📘 Exercise 7.2: Slope, Inclination & Equations of Lines
Master the concepts of Slope and Inclination with detailed solutions from Chapter 7 – Coordinate Geometry. This guide provides step-by-step explanations for calculating slope, inclination, testing collinearity, determining parallel and perpendicular lines, and deriving equations of lines in various forms according to the Punjab PECTAA 2026 syllabus.
Quick Links:
Chapter 1Real Numbers
Chapter 2Logarithms
Chapter 3Sets and Functions
Chapter 4Factorization and Algebraic Manipulation
Chapter 5Linear Equations and Inequalities
Chapter 6Trigonometry
Chapter 7Coordinate Geometry
Chapter 8Logic
Chapter 9Similar Figures
Chapter 10Graphs of Functions
Chapter 11Loci and Construction
Chapter 12Information Handling
Chapter 13Probability
Exercise 7.2 - Slope, Inclination & Equations of Lines
This exercise focuses on slope, inclination, collinearity conditions, parallel/perpendicular lines, and various forms of line equations including slope-intercept, two-intercept, and normal form.
Exercise 7.2 builds essential skills for analytical geometry: calculating slope between two points, finding inclination angle, testing collinearity using equal slopes, determining if lines are parallel or perpendicular, and deriving line equations from given conditions. Students also learn to convert line equations between slope-intercept form, two-intercept form, and normal form.
Key Topics Covered
- ✅ Slope Formula: \(m = \frac{y_2 - y_1}{x_2 - x_1}\)

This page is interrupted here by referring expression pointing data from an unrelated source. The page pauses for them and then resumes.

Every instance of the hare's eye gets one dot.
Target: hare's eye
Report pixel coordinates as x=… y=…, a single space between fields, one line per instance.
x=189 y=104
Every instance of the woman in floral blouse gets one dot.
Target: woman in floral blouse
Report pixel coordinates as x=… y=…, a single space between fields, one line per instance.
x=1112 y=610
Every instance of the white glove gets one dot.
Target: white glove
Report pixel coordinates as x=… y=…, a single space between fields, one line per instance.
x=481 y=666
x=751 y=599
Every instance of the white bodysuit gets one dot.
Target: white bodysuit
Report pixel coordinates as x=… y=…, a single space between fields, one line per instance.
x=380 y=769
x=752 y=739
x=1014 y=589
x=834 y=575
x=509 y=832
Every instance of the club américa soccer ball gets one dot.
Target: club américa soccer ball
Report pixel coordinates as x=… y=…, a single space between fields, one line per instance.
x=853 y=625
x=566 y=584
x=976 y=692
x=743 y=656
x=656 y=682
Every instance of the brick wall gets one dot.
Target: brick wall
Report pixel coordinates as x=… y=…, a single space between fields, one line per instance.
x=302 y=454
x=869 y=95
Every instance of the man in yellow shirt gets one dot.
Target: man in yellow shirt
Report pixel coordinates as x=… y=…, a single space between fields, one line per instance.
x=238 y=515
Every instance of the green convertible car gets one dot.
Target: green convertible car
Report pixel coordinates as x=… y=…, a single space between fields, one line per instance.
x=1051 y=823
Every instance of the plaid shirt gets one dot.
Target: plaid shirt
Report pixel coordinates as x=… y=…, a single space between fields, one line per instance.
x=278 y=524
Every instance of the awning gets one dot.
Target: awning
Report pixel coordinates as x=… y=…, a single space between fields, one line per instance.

- ✅ Inclination: \(\tan \alpha = m\)
- ✅ Collinearity using equal slopes
- ✅ Parallel lines condition: \(m_1 = m_2\)
- ✅ Perpendicular lines condition: \(m_1 m_2 = -1\)
- ✅ Equation of line: point-slope form, slope-intercept form (\(y = mx + c\)), two-intercept form (\(\frac{x}{a} + \frac{y}{b} = 1\)), normal form (\(x\cos\alpha + y\sin\alpha = p\))
- ✅ Perpendicular bisector of a segment
📐 Important Note:
Remember that slope is undefined for vertical lines (infinite slope). For collinear points, slopes between any two pairs are equal. For perpendicular lines, product of slopes equals -1 (provided both slopes are defined).
📌 Sample Problem: Slope & Inclination
Q1 (i): Find slope and inclination of line joining (-2,4) and (5,11).
\(m = \frac{11-4}{5-(-2)} = \frac{7}{7} = 1\) → \(\alpha = \tan^{-1}(1) = 45^\circ\)
Q3: Find \(k\) so that line joining A(7,3), B(k,-6) and line joining C(-4,5), D(-6,4) are parallel/perpendicular.
Slope of AB = \(\frac{-9}{k-7}\), slope of CD = \(\frac{1}{2}\). For parallel: \(\frac{-9}{k-7} = \frac{1}{2} \Rightarrow k = -11\). For perpendicular: \(\left(\frac{-9}{k-7}\right)\left(\frac{1}{2}\right) = -1 \Rightarrow k = \frac{23}{2}\).
Q10 (a): Convert \(2x - 4y + 11 = 0\) to slope-intercept, two-intercept, and normal form.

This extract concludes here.